Der klagende Mensch lebt in einer ganz schweren Zeit. Sein Land wurde von einer fremden Macht zertrümmert. Die Menschen wurden ermordet, geschändet, ausgeplündert, entführt, körperlich und seelisch verletzt. Und nicht allein dem Land erging es so, denn was das Land trifft, trifft auch den einzelnen Menschen: Er selbst lebt zerschlagen und darum in Bitterkeit. Sein Glaube wankt. Das, was die Verbrecher dem Volk und ihm angetan haben, das hat Gott dem Volk und ihm angetan. Gott ist es, der ihn auf Kieselsteine beißen lässt, der ihn in die Asche der verbrannten Häuser hineingedrückt hat. Er hat keinen Frieden mehr, Gutes – er hat es vergessen. Gibt es das noch? Wenn Menschen einander solches Leid antun und auch Gott dahinter gesehen wird – gibt es dann noch Frieden? Gibt es dann noch Gutes? Es gibt doch nur Bitterkeit, weil alle Hoffnung, jeder Glaube an Gottes Güte, an Gottes Kraft, an die Barmherzigkeit der Menschen verschwunden sind. All das ist weg. Ausgelöscht, ausgebrannt aus seinem Hirn.
Dann aber seine Seele ihm Mut zu. Ein kleiner Lebensfunke sagt ihm, dass Gott ihn nicht vergessen hat. Dass Gott sein Volk nicht vergessen hat. Und dieses Flüsterwort der Seele entfacht wieder Hoffnung und er erkennt, dass doch nicht alles verloren ist: Er darf noch leben, auch andere haben überlebt. Und er denkt über Gott nach:
Die Güte des HERRN hat kein Ende, sein Erbarmen hört niemals auf, es ist jeden Morgen neu!
Und redet dann sogar mit Gott
Groß ist deine Treue, o Herr!
Und dann spricht die Seele wieder zu ihm und er stimmt in die Worte der Seele ein:
Der Herr ist mein Teil, er ist alles, was ich brauche.

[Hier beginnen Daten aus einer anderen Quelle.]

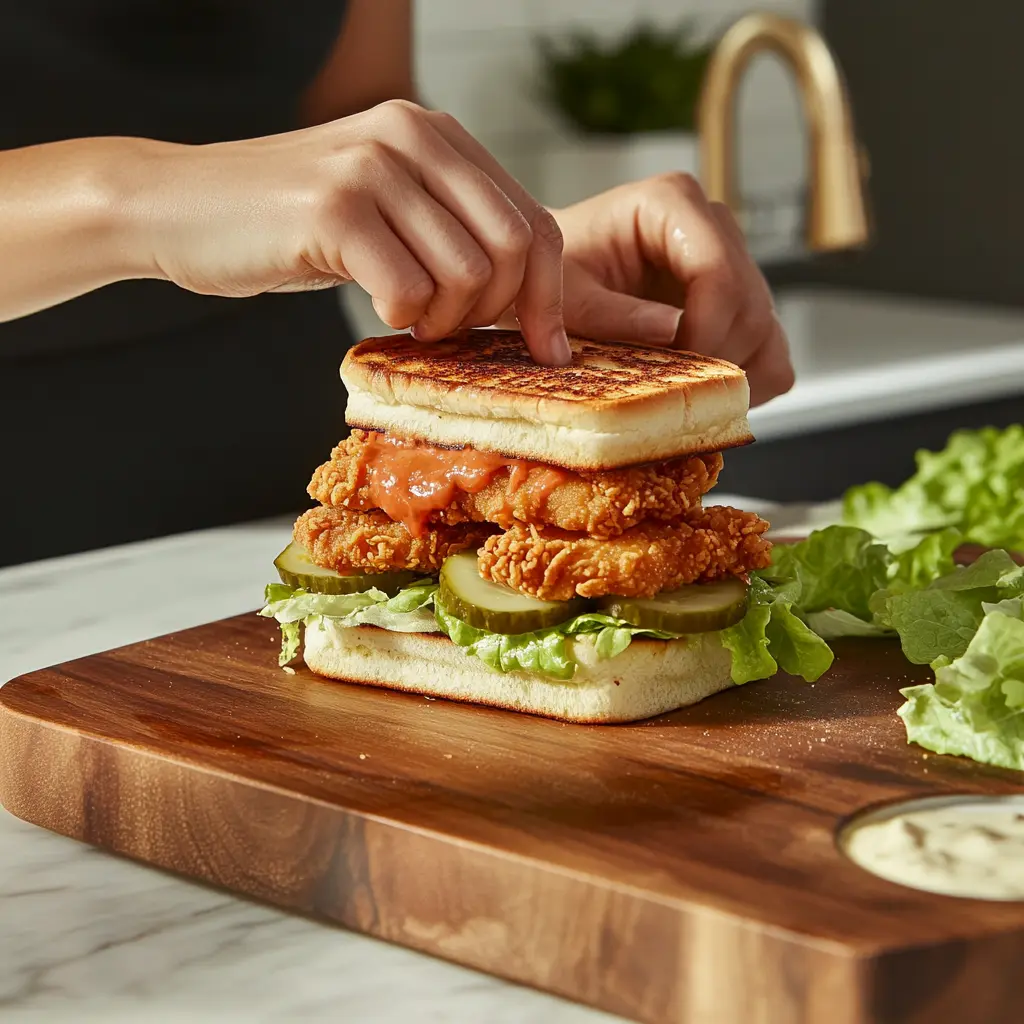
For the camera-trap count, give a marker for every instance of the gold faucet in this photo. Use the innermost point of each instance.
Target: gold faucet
(837, 217)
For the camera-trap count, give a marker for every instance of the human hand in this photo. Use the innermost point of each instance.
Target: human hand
(655, 262)
(400, 200)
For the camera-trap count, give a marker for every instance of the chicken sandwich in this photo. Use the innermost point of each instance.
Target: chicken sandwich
(527, 537)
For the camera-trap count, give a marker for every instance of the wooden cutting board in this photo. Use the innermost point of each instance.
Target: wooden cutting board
(683, 869)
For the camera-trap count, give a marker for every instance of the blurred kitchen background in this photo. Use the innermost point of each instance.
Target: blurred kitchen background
(897, 342)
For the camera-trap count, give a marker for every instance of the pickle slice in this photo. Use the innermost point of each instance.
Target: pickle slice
(297, 569)
(698, 607)
(486, 605)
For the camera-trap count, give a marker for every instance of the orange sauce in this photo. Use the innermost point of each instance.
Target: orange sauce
(411, 480)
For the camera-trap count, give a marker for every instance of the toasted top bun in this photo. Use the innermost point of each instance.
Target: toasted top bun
(614, 406)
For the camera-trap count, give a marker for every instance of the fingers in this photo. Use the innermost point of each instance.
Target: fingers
(381, 263)
(604, 314)
(728, 310)
(539, 302)
(769, 372)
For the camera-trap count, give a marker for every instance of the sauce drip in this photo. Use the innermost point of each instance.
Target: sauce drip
(411, 480)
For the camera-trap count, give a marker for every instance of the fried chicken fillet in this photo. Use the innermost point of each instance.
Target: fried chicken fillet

Und er denkt weiter darüber nach, dass es gut ist, Gott zu vertrauen, dass es gut ist, geduldig zu sein. All das Leiden kommt von Gott, und es ist Gott, der sich über den Menschen erbarmt und ihn vom Leiden befreit, denn er will nicht, dass seine Kinder leiden.
Aber mit diesen abgeklärten Worten endet das Lied nicht. Der Bibeltext geht weiter, er wendet sich direkt im Gebet an Gott. In diesem Gebet wird bitter beklagt, dass Menschen so schlimm sind, sie tun Unrecht, sie verspotten, mit Anschlägen verschlimmern sie sein Leben – und das Gebet klingt aus mit der Bitte, dass Gott rächen möge, dass er die Feinde umbringen soll. Rache!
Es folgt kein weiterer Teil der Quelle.